American art collector

Steven Alan Bennett is an American attorney, art collector, and philanthropist.

==Career==
After stints at several Fortune 100 companies, Bennett retired in September 2015 as executive vice president, chief legal officer and corporate secretary of USAA. In 1996, President Bill Clinton appointed Bennett as a member and, later, as Vice Chairman of the Woodrow Wilson International Center for Scholars within the Smithsonian Institution.

==Art collecting==
Bennett works on collecting art, writing an art blog, producing a podcast, and participating in various philanthropic projects. He is married to Elaine Melotti Schmidt and they have an extensive art collection of works by women figurative realist painters. To further support the type of work they collect, they established The Bennett Prize for Women Figurative Realists ("The Bennett Prize"), in 2016. The contest awards $50,000 biennially to a woman figurative realist painter following a juried competition, followed by a traveling exhibition of the works of the ten finalists. The Bennett Prize has been awarded three times since inception and has recognized 30 women painters as finalists.
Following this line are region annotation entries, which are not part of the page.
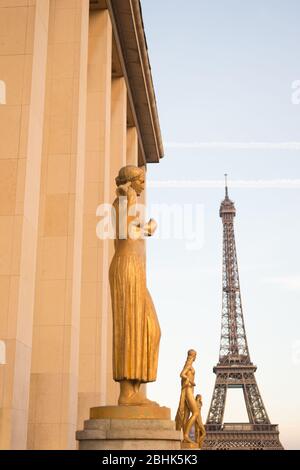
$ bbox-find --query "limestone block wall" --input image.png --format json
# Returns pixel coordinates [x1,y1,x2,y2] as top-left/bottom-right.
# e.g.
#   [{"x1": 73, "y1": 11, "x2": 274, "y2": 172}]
[{"x1": 0, "y1": 0, "x2": 143, "y2": 449}]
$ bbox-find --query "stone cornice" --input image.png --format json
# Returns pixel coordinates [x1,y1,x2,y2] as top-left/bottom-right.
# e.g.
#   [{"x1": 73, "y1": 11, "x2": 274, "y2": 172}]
[{"x1": 90, "y1": 0, "x2": 164, "y2": 164}]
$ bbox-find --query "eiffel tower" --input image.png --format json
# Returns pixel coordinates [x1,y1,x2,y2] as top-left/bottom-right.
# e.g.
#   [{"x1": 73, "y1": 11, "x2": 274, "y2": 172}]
[{"x1": 203, "y1": 175, "x2": 283, "y2": 450}]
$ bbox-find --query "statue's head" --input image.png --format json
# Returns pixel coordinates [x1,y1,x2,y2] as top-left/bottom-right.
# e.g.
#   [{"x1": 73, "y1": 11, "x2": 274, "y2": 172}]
[
  {"x1": 188, "y1": 349, "x2": 197, "y2": 361},
  {"x1": 116, "y1": 165, "x2": 145, "y2": 196}
]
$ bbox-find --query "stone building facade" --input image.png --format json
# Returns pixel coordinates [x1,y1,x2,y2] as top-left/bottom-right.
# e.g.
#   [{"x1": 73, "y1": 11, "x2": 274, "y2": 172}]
[{"x1": 0, "y1": 0, "x2": 163, "y2": 449}]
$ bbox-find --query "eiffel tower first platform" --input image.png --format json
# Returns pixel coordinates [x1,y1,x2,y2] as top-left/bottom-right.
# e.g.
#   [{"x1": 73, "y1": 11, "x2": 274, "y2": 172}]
[{"x1": 203, "y1": 175, "x2": 283, "y2": 450}]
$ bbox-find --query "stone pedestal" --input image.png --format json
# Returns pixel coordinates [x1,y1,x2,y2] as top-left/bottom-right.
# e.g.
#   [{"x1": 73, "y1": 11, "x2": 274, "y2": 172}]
[{"x1": 76, "y1": 406, "x2": 181, "y2": 450}]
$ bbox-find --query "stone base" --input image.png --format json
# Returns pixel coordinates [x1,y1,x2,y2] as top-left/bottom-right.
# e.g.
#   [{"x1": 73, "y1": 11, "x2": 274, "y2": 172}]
[{"x1": 76, "y1": 406, "x2": 182, "y2": 450}]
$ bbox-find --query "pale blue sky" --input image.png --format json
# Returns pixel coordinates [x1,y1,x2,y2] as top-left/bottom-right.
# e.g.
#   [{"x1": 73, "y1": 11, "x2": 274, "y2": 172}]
[{"x1": 142, "y1": 0, "x2": 300, "y2": 449}]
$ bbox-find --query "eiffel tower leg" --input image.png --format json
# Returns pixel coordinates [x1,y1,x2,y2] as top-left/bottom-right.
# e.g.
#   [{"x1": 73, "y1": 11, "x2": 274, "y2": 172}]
[
  {"x1": 206, "y1": 377, "x2": 227, "y2": 426},
  {"x1": 243, "y1": 374, "x2": 270, "y2": 424}
]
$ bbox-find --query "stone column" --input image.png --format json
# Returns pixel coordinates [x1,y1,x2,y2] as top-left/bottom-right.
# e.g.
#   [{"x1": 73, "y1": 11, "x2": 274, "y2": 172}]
[
  {"x1": 28, "y1": 0, "x2": 89, "y2": 449},
  {"x1": 78, "y1": 10, "x2": 112, "y2": 429},
  {"x1": 0, "y1": 0, "x2": 49, "y2": 449},
  {"x1": 126, "y1": 127, "x2": 139, "y2": 166},
  {"x1": 104, "y1": 77, "x2": 127, "y2": 405}
]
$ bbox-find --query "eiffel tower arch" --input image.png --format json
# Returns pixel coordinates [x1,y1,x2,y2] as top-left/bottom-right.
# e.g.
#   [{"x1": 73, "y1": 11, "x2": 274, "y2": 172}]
[{"x1": 203, "y1": 175, "x2": 283, "y2": 450}]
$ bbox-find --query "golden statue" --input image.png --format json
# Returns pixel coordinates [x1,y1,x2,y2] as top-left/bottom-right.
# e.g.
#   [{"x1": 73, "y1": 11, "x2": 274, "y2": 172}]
[
  {"x1": 109, "y1": 165, "x2": 160, "y2": 405},
  {"x1": 175, "y1": 349, "x2": 205, "y2": 448},
  {"x1": 195, "y1": 394, "x2": 206, "y2": 449}
]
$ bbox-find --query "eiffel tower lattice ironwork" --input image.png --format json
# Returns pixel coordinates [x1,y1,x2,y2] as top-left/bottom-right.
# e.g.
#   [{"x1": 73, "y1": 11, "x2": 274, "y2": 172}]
[{"x1": 203, "y1": 175, "x2": 283, "y2": 450}]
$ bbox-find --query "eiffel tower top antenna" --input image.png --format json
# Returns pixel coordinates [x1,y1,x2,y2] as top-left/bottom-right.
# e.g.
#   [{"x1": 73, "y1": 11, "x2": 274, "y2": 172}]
[{"x1": 224, "y1": 173, "x2": 229, "y2": 199}]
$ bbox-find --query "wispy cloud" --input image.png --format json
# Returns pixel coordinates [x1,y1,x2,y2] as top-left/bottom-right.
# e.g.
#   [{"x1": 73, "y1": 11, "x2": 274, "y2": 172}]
[
  {"x1": 164, "y1": 142, "x2": 300, "y2": 150},
  {"x1": 147, "y1": 179, "x2": 300, "y2": 189},
  {"x1": 262, "y1": 276, "x2": 300, "y2": 291}
]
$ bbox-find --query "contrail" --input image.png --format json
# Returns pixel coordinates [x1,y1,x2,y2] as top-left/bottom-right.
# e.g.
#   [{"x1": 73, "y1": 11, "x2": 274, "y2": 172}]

The Bennetts’ personal collection has been compiled over many years. The Bennett Collection is composed of historic works including pieces by Mary Cassatt, Artemisia Gentileschi, Elaine de Kooning, Sarah Miriam Peale, Agnes Martin, and Suzanne Valadon. Among the living artists represented in the collection are major works by Julie Bell, Margaret Bowland, Zoey Frank, Xenia Hausner, Andrea Kowch, Katie O’Hagan, Harmonia Rosales, Alyssa Monks, SuSu, Annie Brito Hodgin, and Kathrin Longhurst, among others.

In 2022, Bennett and Schmidt made a $12 Million gift to the Muskegon Museum of Art, the host museum for the Bennett Prize competition, which included a monetary donation along with art from their collection. In February 2025, the Bennett-Schmidt Pavilion, a 26,000-square-foot expansion, opened at the museum doubling its size. The opening featured a new gift of 70 paintings on view for the event for a total of over 150 paintings from their collection donated to the museum.

==Philanthropy==
Bennett and his wife are supporters of the charity Friends of Kenyan Orphans, which provides food and shelter along with K-12 education. He is also a founding trustee of the Center for Thomas More Studies at the University of Dallas. Bennett serves as a director on the board of a realist art school in Philadelphia, Studio Incamminati, where the couple sponsors The Bennett-Schmidt Lectures on the Higher Aim of Art.

==Background==
Bennett is a graduate of the University of Notre Dame with a degree in art history. He also holds a Juris Doctor degree from the University of Kansas School of Law.